Liz Truss decision to accompany King Charles around Wales, Scotland and Northern Ireland draws criticism
There has been criticism of a decision by the new Prime Minister Liz Truss to accompany King Charles on his tour of the UK, including to Wales on Friday.
The Prime Minister’s spokesman confirmed that Liz Truss was due to tour with Charles as he visits the parliaments of Wales, Scotland and Northern Ireland.
“In terms of the prime minister’s involvement, she will join the king as he leads the national mourning across the United Kingdom, attending services of reflection in Scotland on Monday afternoon, in Northern Ireland on Tuesday, and Wales on Friday,” the spokesman told Reuters.
On Friday, 16 September, The King and The Queen Consort will visit Wales, and are expected to visit the Welsh Parliament. Further details of this visit “will follow in due course”, the palace said.
But not everyone was happy with the announcement that Liz Truss would also be visiting, with concern that it might be seen to politicise the Royal Family.
Richard Murphy, a Professor at Sheffield University, suggested that it might set a dangerous new precedent under the new King and had “made this period of mourning political”.
“It could, of course, be argued that the King must act in consultation with ministers,” he said.
“But the message is deeply dangerous. First, it seeks to tie the Crown to the Tory party, which is threatening to the monarchy. Second, it makes the Crown political, and it should not be.
“I very much doubt the Queen would have been so unwise as to agree to a tour of the country with a new prime minister, herself deeply unpopular and desperate for publicity.
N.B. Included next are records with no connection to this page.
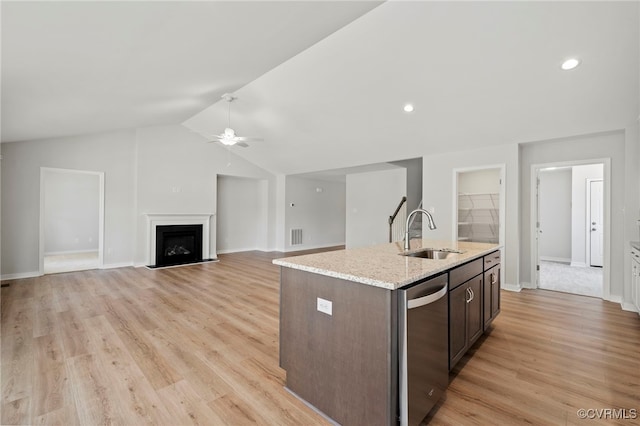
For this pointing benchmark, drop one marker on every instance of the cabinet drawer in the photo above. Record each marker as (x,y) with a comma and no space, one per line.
(491,260)
(464,273)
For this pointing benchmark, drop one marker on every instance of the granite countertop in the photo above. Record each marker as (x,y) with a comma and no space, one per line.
(382,266)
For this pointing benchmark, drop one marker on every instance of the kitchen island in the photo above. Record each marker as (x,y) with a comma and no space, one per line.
(340,342)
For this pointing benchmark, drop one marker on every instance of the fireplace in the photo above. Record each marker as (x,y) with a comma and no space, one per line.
(178,244)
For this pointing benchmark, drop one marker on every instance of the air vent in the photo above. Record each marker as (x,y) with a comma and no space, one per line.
(296,236)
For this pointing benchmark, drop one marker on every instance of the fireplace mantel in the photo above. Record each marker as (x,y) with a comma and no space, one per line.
(159,219)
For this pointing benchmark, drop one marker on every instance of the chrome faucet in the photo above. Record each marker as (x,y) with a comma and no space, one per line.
(432,225)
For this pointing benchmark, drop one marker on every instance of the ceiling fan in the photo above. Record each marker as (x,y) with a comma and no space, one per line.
(229,137)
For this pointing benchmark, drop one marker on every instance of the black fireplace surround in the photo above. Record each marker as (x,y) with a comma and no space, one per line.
(178,244)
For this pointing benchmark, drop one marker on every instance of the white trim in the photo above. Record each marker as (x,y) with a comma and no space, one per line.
(630,307)
(239,250)
(555,259)
(313,247)
(502,213)
(512,287)
(116,265)
(587,224)
(43,172)
(20,275)
(606,189)
(154,220)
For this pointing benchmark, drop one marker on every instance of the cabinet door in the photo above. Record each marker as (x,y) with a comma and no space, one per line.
(474,310)
(457,323)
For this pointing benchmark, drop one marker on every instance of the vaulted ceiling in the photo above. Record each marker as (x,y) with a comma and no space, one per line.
(324,93)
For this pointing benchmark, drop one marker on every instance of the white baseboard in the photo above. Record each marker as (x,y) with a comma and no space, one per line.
(312,247)
(627,306)
(116,265)
(556,259)
(20,275)
(512,287)
(58,253)
(240,250)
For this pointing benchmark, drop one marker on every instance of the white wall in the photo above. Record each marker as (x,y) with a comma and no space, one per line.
(439,192)
(580,211)
(414,181)
(580,148)
(71,209)
(112,153)
(555,193)
(242,214)
(318,209)
(371,199)
(165,169)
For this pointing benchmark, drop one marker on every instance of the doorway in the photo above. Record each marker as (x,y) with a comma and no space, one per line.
(242,210)
(570,228)
(71,220)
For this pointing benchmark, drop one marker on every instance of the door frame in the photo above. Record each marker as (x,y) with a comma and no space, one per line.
(43,173)
(588,221)
(533,231)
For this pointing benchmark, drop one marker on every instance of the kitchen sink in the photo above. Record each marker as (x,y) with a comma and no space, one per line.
(432,253)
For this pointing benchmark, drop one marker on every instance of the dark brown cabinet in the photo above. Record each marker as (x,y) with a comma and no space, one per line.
(491,290)
(465,309)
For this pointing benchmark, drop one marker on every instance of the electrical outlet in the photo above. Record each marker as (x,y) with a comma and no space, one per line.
(325,306)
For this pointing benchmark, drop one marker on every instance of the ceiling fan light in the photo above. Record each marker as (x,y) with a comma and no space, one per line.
(570,64)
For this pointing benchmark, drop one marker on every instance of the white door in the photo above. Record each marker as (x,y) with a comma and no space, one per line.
(595,223)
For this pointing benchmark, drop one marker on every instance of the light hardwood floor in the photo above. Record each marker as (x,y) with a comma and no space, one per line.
(199,345)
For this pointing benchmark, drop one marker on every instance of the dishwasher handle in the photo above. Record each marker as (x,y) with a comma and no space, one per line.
(425,300)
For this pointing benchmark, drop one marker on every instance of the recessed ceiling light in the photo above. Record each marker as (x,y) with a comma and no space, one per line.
(570,64)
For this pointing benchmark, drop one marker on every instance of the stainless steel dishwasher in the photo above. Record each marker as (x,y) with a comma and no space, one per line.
(423,347)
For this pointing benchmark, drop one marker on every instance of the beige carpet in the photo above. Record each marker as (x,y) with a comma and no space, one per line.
(586,281)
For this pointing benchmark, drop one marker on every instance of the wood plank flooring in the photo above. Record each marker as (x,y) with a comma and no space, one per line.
(198,345)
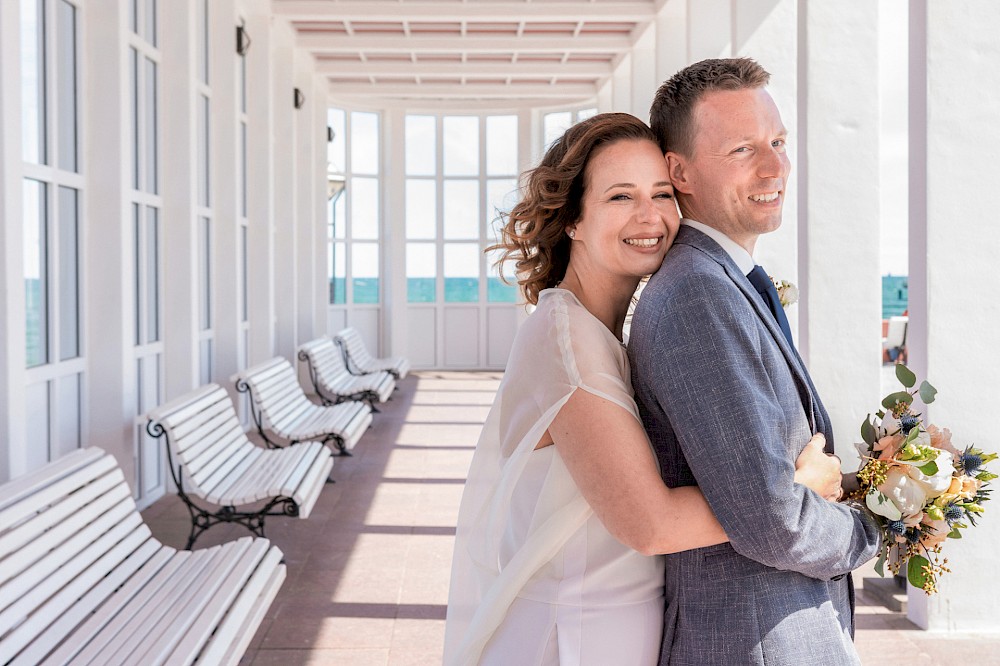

Charles has agreed. That, to me, is a very bad sign, amongst many that are worrying.”
Gerry Hassan, Professor of Social Change at Glasgow Caladonian University, described it as the “first strategic mistake of Charles III”.
“The monarch is meant to be apolitical which of course is a fabrication,” he said. “But this associates the new King with the new PM. This might have some logic for Liz Truss but very little for Charles.”
Financial Times chief features writer Henry Mance also raised concerns about the decision.
“I can see how this helps Liz Truss. I cannot see how it helps King Charles,” he said.
“Let’s see what actually happens. But the well-wishing atmosphere seen outside the palace yesterday will be hard to recreate if a politician is present and meddling.”